A assistente social Bruna Castro levou a sua cadela Amora para a caminhada. (Foto: Biá Boakari/ODIA)

Quem também se deixou envolver pelo espírito da fraternidade foi a família de Francisca Santos. Moradora do Dirceu II, ela, o marido, a filha e a neta participaram pela primeira da Caminhada da Fraternidade, movidos pelo desejo de acolher o próximo e estender os laços de amizade. “Somos da Paróquia Santa Teresinha do Menino Jesus, no Dirceu II, e resolvemos vir até aqui para engrossar o coro de acolhida aos nossos irmãos.
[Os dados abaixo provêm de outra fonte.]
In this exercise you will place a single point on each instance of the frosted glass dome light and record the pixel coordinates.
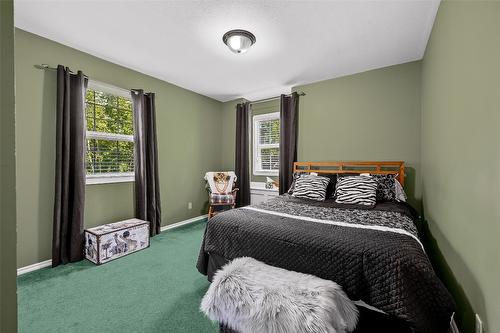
(238, 41)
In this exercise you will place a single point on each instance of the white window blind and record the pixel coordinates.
(110, 135)
(266, 144)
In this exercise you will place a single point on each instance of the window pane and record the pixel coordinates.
(89, 115)
(107, 113)
(269, 131)
(102, 98)
(270, 158)
(104, 156)
(124, 103)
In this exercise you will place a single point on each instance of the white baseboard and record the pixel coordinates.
(181, 223)
(34, 267)
(48, 263)
(453, 324)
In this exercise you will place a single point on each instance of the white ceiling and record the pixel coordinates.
(180, 42)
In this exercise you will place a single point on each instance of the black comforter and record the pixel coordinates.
(374, 254)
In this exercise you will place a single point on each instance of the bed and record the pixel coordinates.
(374, 253)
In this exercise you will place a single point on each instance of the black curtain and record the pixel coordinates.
(242, 163)
(289, 127)
(147, 184)
(69, 198)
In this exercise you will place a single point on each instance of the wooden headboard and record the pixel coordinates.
(383, 168)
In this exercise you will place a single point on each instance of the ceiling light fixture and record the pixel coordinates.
(239, 41)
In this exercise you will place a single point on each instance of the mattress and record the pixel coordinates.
(374, 253)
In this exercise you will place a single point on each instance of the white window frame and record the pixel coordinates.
(257, 171)
(111, 177)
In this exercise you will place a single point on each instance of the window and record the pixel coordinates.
(110, 135)
(266, 139)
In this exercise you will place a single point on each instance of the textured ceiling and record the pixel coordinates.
(298, 42)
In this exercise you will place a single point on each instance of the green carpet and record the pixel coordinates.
(154, 290)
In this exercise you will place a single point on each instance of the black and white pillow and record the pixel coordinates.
(295, 176)
(311, 187)
(361, 190)
(386, 187)
(400, 192)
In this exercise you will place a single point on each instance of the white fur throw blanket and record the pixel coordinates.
(250, 296)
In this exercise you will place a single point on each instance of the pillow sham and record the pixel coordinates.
(311, 187)
(330, 190)
(386, 187)
(400, 192)
(360, 190)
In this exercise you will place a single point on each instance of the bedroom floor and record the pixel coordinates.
(154, 290)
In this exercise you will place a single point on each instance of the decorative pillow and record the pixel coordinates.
(386, 187)
(400, 192)
(295, 176)
(311, 187)
(330, 190)
(361, 190)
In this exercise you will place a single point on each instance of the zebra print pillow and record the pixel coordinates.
(311, 187)
(361, 190)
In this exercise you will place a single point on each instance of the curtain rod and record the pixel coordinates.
(47, 67)
(274, 98)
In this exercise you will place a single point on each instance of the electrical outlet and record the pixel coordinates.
(479, 324)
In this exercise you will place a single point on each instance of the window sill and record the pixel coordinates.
(109, 180)
(266, 173)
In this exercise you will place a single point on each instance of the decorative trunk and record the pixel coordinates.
(115, 240)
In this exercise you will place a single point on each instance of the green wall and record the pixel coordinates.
(188, 139)
(8, 307)
(373, 115)
(461, 153)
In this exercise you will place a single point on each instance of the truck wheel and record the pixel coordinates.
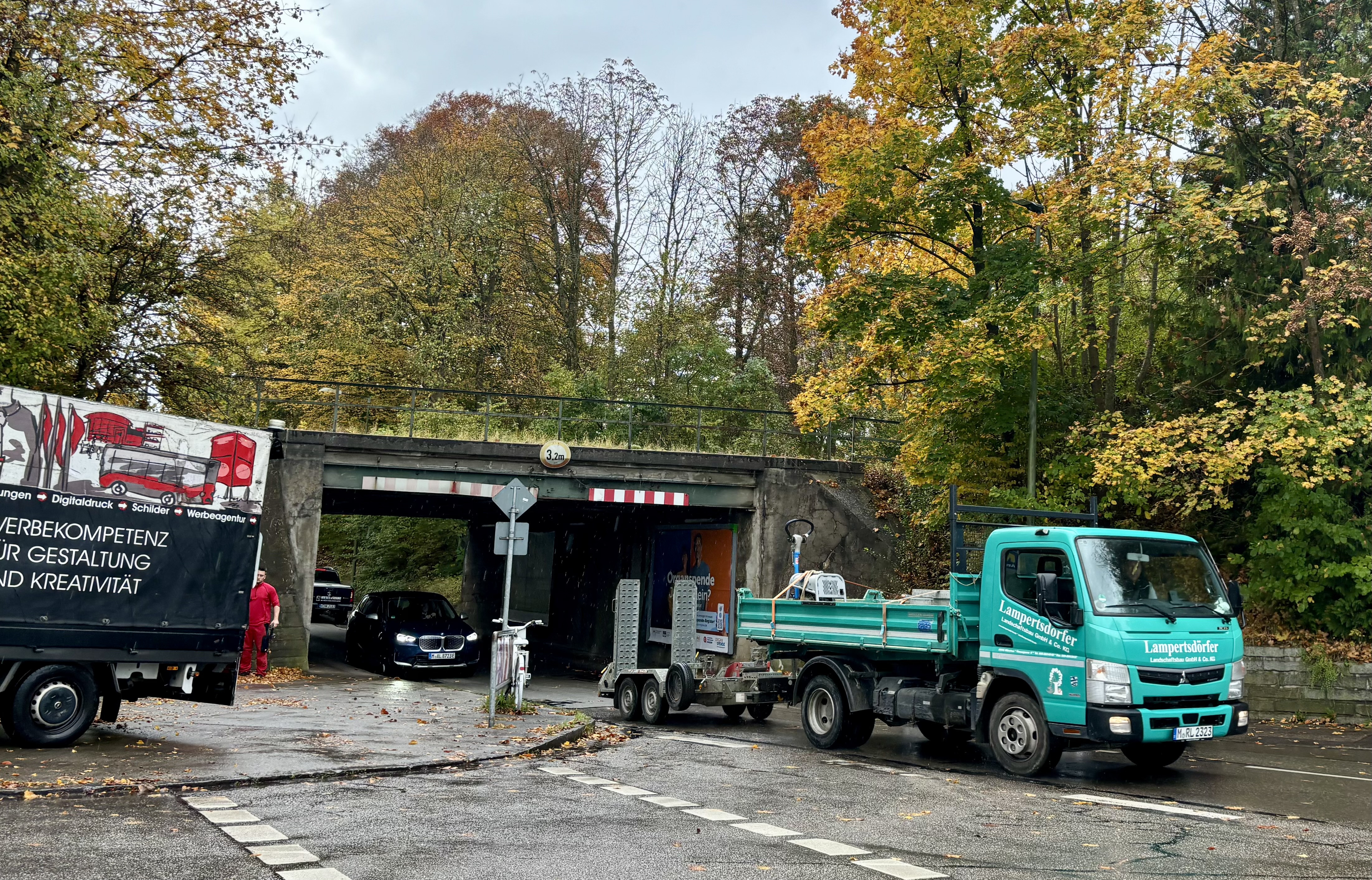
(54, 706)
(681, 687)
(626, 698)
(1153, 756)
(1020, 736)
(858, 730)
(655, 707)
(824, 713)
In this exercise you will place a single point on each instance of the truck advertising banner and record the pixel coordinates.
(704, 555)
(119, 517)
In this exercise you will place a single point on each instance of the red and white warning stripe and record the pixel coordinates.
(436, 486)
(639, 496)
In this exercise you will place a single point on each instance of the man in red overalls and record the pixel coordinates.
(264, 609)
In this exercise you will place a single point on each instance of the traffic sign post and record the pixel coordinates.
(514, 500)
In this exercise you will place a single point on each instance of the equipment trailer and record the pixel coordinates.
(1069, 637)
(651, 693)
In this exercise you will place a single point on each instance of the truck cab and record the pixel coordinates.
(1120, 637)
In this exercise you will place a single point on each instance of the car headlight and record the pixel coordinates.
(1237, 674)
(1108, 683)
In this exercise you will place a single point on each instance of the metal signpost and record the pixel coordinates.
(512, 539)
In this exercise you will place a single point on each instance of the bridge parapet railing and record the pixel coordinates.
(456, 414)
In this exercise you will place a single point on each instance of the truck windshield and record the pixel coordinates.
(1152, 579)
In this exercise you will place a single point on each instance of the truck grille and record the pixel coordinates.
(1181, 677)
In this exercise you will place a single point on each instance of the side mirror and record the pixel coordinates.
(1046, 585)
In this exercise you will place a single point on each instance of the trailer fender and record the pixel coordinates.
(1002, 683)
(846, 672)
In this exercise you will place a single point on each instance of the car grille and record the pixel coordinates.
(441, 643)
(1181, 677)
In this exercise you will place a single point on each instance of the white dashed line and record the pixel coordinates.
(666, 801)
(230, 817)
(829, 848)
(253, 834)
(767, 831)
(283, 854)
(702, 740)
(896, 868)
(1333, 776)
(209, 804)
(715, 816)
(312, 874)
(628, 790)
(1143, 805)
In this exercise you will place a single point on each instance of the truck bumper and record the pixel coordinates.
(1156, 726)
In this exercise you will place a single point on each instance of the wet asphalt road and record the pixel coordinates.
(515, 820)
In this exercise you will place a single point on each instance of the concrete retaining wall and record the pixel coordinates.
(1279, 687)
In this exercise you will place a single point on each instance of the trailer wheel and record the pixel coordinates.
(626, 698)
(824, 713)
(1153, 756)
(54, 706)
(1020, 736)
(681, 687)
(651, 698)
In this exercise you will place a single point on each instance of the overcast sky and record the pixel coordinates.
(387, 58)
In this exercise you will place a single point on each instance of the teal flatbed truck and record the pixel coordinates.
(1069, 637)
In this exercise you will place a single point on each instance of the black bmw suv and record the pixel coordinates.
(411, 632)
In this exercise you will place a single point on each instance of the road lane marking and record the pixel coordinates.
(283, 854)
(766, 830)
(702, 740)
(1143, 805)
(715, 816)
(1333, 776)
(667, 801)
(253, 834)
(230, 817)
(829, 848)
(628, 790)
(209, 804)
(896, 868)
(313, 874)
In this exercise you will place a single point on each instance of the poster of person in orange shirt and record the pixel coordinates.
(704, 555)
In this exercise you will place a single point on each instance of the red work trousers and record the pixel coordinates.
(253, 643)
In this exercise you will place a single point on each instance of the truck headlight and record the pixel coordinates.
(1108, 683)
(1237, 674)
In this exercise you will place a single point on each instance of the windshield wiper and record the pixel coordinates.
(1150, 603)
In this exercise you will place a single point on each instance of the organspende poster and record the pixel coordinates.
(707, 556)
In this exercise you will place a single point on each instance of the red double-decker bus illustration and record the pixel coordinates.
(161, 474)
Quando a gente se junta, a gente é mais forte e queremos mostrar que estamos dispostos a servir”, explicou Francisca Santos.

“Vamos nos abraçar, porque o abraço é a forma mais expressiva e forte da aproximação com o outro” - Dom Jacinto Brito.
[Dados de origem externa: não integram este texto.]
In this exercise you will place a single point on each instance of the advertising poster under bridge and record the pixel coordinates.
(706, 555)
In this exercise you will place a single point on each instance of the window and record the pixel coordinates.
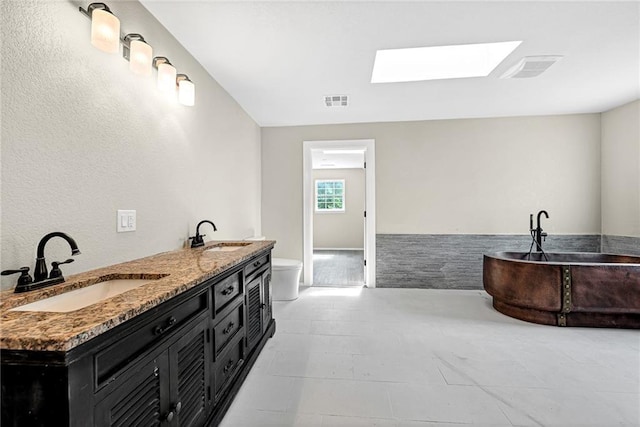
(330, 195)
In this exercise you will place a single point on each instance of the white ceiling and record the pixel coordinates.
(278, 59)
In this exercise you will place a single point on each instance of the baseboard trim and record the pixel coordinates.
(338, 249)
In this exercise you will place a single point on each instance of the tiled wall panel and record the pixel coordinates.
(621, 245)
(454, 261)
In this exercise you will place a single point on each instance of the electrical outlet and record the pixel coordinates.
(126, 221)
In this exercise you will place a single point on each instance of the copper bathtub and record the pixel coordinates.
(567, 289)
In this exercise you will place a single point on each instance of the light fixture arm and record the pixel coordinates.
(92, 7)
(160, 60)
(181, 77)
(126, 44)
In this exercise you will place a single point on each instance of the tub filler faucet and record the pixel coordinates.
(537, 234)
(41, 276)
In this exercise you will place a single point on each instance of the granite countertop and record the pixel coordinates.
(175, 271)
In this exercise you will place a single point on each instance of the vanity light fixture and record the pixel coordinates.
(186, 90)
(166, 74)
(105, 27)
(138, 53)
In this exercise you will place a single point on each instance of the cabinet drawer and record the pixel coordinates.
(228, 327)
(226, 290)
(110, 360)
(228, 365)
(257, 264)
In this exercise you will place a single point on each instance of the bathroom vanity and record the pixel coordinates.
(171, 352)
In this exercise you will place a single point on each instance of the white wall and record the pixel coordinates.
(82, 137)
(621, 171)
(473, 176)
(342, 230)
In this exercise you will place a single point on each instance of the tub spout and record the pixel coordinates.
(538, 233)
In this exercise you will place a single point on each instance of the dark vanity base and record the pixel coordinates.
(180, 364)
(223, 406)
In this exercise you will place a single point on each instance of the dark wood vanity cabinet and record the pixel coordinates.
(167, 387)
(179, 364)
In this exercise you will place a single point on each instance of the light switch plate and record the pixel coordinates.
(126, 221)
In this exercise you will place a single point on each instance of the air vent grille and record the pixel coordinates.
(531, 66)
(336, 100)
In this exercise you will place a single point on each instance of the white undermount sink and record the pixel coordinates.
(227, 247)
(84, 297)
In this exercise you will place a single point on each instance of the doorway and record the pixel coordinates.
(358, 154)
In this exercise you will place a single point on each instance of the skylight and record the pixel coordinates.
(439, 62)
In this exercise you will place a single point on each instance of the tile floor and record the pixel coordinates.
(424, 358)
(338, 268)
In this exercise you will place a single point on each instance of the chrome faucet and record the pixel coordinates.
(197, 240)
(41, 277)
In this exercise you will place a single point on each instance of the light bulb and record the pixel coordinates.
(105, 31)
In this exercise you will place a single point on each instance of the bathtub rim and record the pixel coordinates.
(503, 255)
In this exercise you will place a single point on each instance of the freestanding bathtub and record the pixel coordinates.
(566, 289)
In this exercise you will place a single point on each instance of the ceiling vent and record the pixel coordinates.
(530, 66)
(336, 100)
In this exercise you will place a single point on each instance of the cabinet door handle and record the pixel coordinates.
(159, 330)
(175, 410)
(228, 366)
(229, 328)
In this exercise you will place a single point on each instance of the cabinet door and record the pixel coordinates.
(189, 375)
(138, 398)
(266, 300)
(254, 312)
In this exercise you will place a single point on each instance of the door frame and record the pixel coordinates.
(370, 203)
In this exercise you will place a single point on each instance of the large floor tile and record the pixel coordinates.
(425, 358)
(445, 404)
(341, 397)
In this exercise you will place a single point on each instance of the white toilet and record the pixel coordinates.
(285, 277)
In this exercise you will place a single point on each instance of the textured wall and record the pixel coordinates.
(621, 171)
(475, 176)
(446, 261)
(82, 137)
(342, 230)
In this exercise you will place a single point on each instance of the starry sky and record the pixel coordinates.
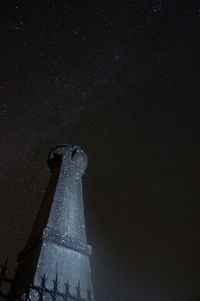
(120, 79)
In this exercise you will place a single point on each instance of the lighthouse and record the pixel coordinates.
(57, 245)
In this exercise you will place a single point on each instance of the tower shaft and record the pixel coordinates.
(57, 244)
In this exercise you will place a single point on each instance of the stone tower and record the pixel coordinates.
(57, 243)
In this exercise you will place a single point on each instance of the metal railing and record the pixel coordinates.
(39, 292)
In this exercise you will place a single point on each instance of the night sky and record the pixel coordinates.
(120, 79)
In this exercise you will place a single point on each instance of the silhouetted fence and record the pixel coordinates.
(39, 292)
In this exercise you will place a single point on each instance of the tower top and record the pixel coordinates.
(70, 152)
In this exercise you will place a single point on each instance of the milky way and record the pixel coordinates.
(120, 79)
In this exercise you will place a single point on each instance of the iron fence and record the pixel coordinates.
(39, 292)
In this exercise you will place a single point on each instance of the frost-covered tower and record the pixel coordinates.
(57, 243)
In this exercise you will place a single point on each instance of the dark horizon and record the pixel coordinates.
(120, 79)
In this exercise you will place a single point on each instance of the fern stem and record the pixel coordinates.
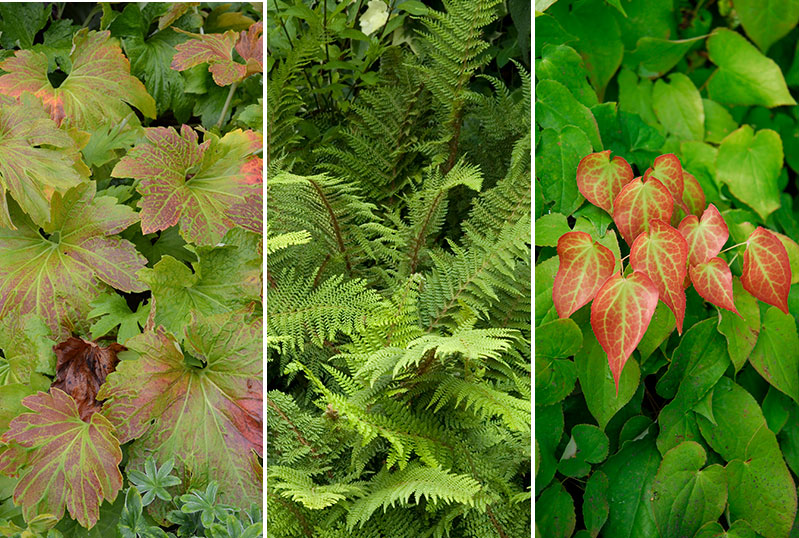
(417, 244)
(334, 222)
(227, 103)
A Caminhada da Fraternidade 2019 reuniu cerca de 60 mil pessoas, percorrendo as ruas do Centro de Teresina, em uma celebração da união e do amor por meio do abraço. “Vamos nos abraçar, porque o abraço é a forma mais expressiva e forte da aproximação com o outro e quando a gente se aproxima, a gente conhece e ama mais”, finaliza Dom Jacinto Brito.
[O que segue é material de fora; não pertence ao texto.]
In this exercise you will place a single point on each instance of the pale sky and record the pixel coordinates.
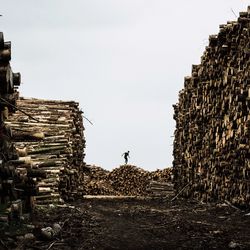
(124, 61)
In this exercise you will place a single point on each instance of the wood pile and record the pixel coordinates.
(162, 175)
(129, 180)
(10, 180)
(48, 136)
(96, 181)
(126, 180)
(160, 189)
(212, 136)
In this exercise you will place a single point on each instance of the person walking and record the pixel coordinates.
(126, 156)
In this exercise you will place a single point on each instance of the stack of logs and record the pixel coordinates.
(212, 136)
(126, 180)
(10, 180)
(48, 136)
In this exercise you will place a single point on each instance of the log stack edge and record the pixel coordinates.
(212, 136)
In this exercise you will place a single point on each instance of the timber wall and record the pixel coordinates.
(212, 136)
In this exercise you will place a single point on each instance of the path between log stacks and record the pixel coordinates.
(143, 224)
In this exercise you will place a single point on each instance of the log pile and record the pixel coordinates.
(129, 180)
(12, 184)
(48, 136)
(96, 181)
(212, 136)
(126, 180)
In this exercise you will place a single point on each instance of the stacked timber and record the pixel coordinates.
(212, 136)
(160, 189)
(162, 175)
(129, 180)
(96, 181)
(48, 136)
(15, 190)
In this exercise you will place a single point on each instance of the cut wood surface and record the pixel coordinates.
(212, 136)
(127, 180)
(54, 144)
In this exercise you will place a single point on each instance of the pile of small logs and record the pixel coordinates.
(212, 136)
(126, 180)
(48, 137)
(162, 175)
(15, 190)
(96, 181)
(129, 180)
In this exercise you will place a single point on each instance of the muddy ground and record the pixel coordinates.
(139, 224)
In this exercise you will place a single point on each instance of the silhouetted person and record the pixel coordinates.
(126, 156)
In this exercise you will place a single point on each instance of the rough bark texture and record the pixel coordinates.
(212, 136)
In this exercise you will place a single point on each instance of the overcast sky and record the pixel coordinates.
(124, 61)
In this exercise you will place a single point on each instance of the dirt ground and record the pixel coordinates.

"O abraço é a forma mais expressiva e forte da aproximação com o outro". (Foto: Assis Fernandes/ODIA)

Abrace a São Benedito

Durante a mensagem aos fiéis na celebração que deu abertura à Caminhada da Fraternidade, o vigário-geral de Teresina, padre Tony Batista, enfatizou a importância dos pobres abraçarem a causa da Igreja São Benedito, um dos principais cartões postais da cidade, e que está fechada para reformas desde janeiro de 2016. O principal entrave para o andamento da obra é de ordem financeira. A reforma está orçada em quase R$ 500 mil e esses recursos são oriundos de doações.

O padre Tony Batista enfatizou a importância dos pobres abraçarem a causa da Igreja São Benedito. (Foto: Assis Fernandes/ODIA)

A Caminhada da Fraternidade serviu também como um clamor da Arquidiocese aos teresinenses para que eles ajudem nas arrecadações e contribuam para a reabertura da São Benedito. “A São Benedito é nossa. Abrace-a também. Não espere ninguém de fora não. Os pobres, abracem essa igreja e ela será reaberta. Vamos abrir a Igreja São Benedito. Abracem esta causa”, pediu o padre Tony Batista.

Veja como contribuir

As contribuições para a reforma da Igreja São Benedito podem ser feitas por meio da maquinha virtual, com doações a partir de R$ 25,00 pelo site https://www.vakinha.com.br/vaquinha/abrace-a-sao-benedito. Além disso, os interessados em ajudar podem também doar pelo carnê de pagamento com valores pagos mensalmente até outubro deste ano ou por meio de transferência bancária ou depósito na conta da Arquidiocese de Teresina: Banco do Brasil, agência 3219-0, operação: 003, Conta Corrente: 9802-7. Doações dietas também podem ser feitas na secretaria do convento.